Taylor has refused to comment on the case. Congressional staff routinely said the fraud was bank business and referred questions to Blue Ridge President Dwayne Wiseman. Following the sentencing, Taylor press secretary Deborah Potter said Taylor still had no comment, and reviewed a statement by Wiseman: "For a number of years there has been an effort on the part of certain political opponents of Congressman Charles Taylor to slander him and Blue Ridge Savings Bank by indicating that neither he nor the bank or any present officers of the bank had any prior knowledge," Wiseman said in the statement. "This went on for some nine years with the encouragement of the press. We would hope that the settlement of this case would put an end to such speculation."[18] Taylor was never targeted by authorities as having any involvement in helping Martin defraud Blue Ridge Savings Bank, which Taylor owned.[19]
Starting in the mid-1990s, Charles Taylor began financing small businesses in and around Ivanovo, an industrial city of almost 500,000, about 150 miles (240 km) northeast of Moscow. In 2003, Taylor purchased the Commercial Bank of Ivanovo with a Russian partner, Boris Bolshakov, a former KGB colonel and Supreme Soviet deputy,[8] and Bolshakov's wife Marina.[10] Taylor owns 80 percent of the bank as well as Columbus, a Russian investment company.[14]
In December 2005, the Bank of Ivanovo opened a new four-story headquarters, its second office, in the city's downtown. Taylor said at the time that he didn't consider the bank to yet be particularly profitable.[7] In mid-2006, Bolshakov said the bank's hard currency balance was more than $22 million and its loan portfolio was more than $18.6 million.[8]
One of the 2005 participants in the Russian student exchange program told Associated Press that she had a summer work-study internship at the Bank of Ivanovo after she returned to Russia. Taylor's office said that was a mistake because Institute policy forbids participants to work in "any business venture with which Congressman Taylor is associated." The bank has since ended its participation in the work-study program, Taylor's office said.[8]
Bank of Ivanovo had its license revoked on April 5, 2019, by the Central Bank of Russia for regularly breaking anti-money laundering regulations, misrepresenting the size of its provisions and using "schemes" to artificially inflate its capital, according to a central bank statement.[20][21]

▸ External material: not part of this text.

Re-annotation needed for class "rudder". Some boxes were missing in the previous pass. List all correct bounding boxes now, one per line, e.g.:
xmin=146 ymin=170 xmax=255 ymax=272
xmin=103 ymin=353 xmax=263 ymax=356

In 2000, Jackson County's tax collector asked the U.S. House of Representatives to garnish his wages to collect more than $3,583 in back taxes resulting from a dispute over parcels owned by Transylvania Tree Farms, a Taylor business. The county said that Taylor had failed to file a management plan for his property, despite repeated requests from the county, and so it could not be assessed at a lower rate through a forest land tax deferment. Taylor's attorney disputed the authority of the county to require such a plan.[22]
In May 2006, Champion Cattle and Tree Farm, located in Transylvania County, was issued a notice of violation because rental property of the company had become a "public health nuisance."[23][verification needed]
Taylor owned 8,000 acres (32 km2) on the North Carolina side of Sassafras Mountain, the highest point in South Carolina. In June 2010 it was announced he planned to sell the property to the Carolina Mountain Land Conservancy for $33 million. It had a market value of $63 million and the difference was considered a charitable gift for tax purposes.[24] Most of the property was used to create Headwaters State Forest.